When Ranieri bought the business in 2005, she kept the “Suky” but dropped the “Rosan,” and put a period at the end of the name, a stroke of modernity. But while the swooping moniker on the royal purple awning might have been the same, it turns out the store’s legendary status really died with Suky herself. As one employee who worked under both owners put it, “The difference between ‘Suky Rosan’ and ‘Suky dot’ — well, you gotta stop at the dot. Because it’s bullshit after that.”
IN EVERY CITY, there are The Stores — the names that signal luxury, like Lilly Pulitzer in Palm Beach or Bergdorf’s in New York. In Philadelphia, there was Bonwit Teller. And Nan Duskin. And Suky Rosan.

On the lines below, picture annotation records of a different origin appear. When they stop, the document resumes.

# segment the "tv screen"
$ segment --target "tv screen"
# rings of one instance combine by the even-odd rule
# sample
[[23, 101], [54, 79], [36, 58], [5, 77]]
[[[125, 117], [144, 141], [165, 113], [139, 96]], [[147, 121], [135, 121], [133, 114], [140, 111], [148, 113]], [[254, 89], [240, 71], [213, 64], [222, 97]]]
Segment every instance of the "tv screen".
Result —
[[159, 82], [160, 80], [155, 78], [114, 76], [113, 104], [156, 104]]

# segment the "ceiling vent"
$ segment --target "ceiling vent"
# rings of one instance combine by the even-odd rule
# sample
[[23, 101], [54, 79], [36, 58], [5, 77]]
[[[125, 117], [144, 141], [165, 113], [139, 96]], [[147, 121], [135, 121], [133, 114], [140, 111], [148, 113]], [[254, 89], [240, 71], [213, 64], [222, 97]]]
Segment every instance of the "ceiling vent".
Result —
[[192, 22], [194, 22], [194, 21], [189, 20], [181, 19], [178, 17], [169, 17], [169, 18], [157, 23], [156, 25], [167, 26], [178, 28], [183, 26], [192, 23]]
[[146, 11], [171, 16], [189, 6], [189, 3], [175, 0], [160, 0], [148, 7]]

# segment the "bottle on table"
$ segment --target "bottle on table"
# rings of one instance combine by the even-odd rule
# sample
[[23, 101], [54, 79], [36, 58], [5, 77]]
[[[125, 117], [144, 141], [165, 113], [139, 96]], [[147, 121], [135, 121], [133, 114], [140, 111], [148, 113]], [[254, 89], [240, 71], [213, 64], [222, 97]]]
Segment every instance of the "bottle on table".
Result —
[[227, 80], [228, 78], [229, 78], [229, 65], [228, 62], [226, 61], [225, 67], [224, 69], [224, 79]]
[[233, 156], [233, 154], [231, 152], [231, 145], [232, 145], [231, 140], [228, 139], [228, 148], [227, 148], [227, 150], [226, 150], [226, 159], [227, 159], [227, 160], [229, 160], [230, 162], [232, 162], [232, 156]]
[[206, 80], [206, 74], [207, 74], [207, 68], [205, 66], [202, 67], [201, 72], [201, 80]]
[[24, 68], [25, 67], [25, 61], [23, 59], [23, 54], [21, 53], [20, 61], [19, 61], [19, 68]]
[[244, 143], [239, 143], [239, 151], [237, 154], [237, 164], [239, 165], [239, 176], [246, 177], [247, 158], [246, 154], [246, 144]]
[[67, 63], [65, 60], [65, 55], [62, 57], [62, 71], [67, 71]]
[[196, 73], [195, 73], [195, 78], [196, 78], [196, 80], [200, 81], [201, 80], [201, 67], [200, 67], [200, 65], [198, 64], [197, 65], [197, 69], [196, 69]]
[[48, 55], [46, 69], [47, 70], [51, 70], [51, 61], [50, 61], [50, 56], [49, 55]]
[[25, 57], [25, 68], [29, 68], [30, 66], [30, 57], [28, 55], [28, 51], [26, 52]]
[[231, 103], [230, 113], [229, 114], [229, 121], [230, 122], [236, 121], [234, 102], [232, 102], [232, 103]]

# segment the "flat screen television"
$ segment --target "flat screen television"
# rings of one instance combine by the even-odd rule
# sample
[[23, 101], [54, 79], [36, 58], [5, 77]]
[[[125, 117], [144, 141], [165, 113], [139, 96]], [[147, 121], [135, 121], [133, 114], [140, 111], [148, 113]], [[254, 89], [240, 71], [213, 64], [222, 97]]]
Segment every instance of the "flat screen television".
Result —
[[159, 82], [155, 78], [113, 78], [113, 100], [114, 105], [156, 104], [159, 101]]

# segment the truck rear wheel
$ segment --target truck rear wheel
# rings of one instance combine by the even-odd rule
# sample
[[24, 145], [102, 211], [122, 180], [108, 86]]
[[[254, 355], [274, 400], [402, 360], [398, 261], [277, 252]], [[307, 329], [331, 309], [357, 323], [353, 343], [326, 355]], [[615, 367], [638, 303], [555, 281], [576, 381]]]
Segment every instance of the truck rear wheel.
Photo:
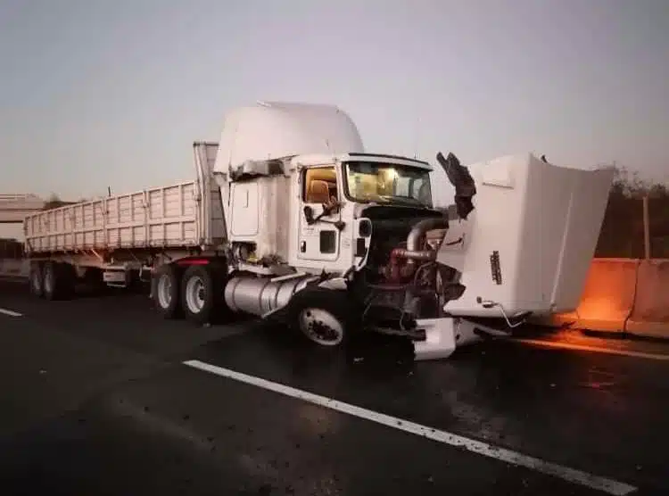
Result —
[[181, 305], [186, 318], [194, 324], [213, 320], [222, 302], [223, 291], [219, 268], [212, 265], [192, 265], [181, 279]]
[[151, 295], [158, 313], [163, 318], [178, 318], [182, 316], [180, 276], [178, 268], [170, 264], [161, 266], [153, 275]]
[[289, 303], [288, 323], [311, 343], [324, 347], [348, 341], [354, 311], [343, 291], [306, 288]]

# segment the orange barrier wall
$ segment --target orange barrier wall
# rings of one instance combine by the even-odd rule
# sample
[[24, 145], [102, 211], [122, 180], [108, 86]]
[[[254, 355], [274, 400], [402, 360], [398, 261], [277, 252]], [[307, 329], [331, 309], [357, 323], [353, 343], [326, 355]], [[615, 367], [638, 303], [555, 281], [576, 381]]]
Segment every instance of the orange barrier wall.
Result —
[[639, 335], [669, 337], [669, 260], [641, 261], [634, 307], [625, 330]]
[[594, 259], [576, 311], [533, 322], [669, 338], [669, 260]]
[[594, 259], [585, 281], [574, 327], [623, 332], [632, 313], [640, 261]]

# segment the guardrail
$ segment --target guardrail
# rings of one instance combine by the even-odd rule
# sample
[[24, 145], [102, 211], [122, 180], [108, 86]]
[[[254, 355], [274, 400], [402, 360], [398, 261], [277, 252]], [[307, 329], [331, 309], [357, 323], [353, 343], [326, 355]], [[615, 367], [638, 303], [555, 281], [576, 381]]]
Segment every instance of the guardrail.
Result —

When she debuted her eponymous store at 1038 Lancaster Avenue in 1973, Suky did so for the same reason a lot of other women of her generation went to work: necessity. Her husband, Howard “Reds” Rosan, had become ill, and his ceramic tile business was suffering. She was a grandmother who had never run a business before, but Suky had one big asset: her name. In her younger years, she’d been a fashion model and, later, a fashion-show commentator, and her exquisite taste had become synonymous with chic in the best of 1950s Main Line circles. She had a feel for retail, an eye for fashion, and the realization that no one in Philadelphia was doing high-end bridal. Her store was a success — not simply because brides wanted the crème de la crème of bridal couture that filled Suky Rosan, but because they bought into the fantasy — the belief that there were brides, and there were Suky brides. Through the door lay a dreamy refuge where Suky put out big bowls of colorful gumdrops, a fitting flourish in her bridal candyland.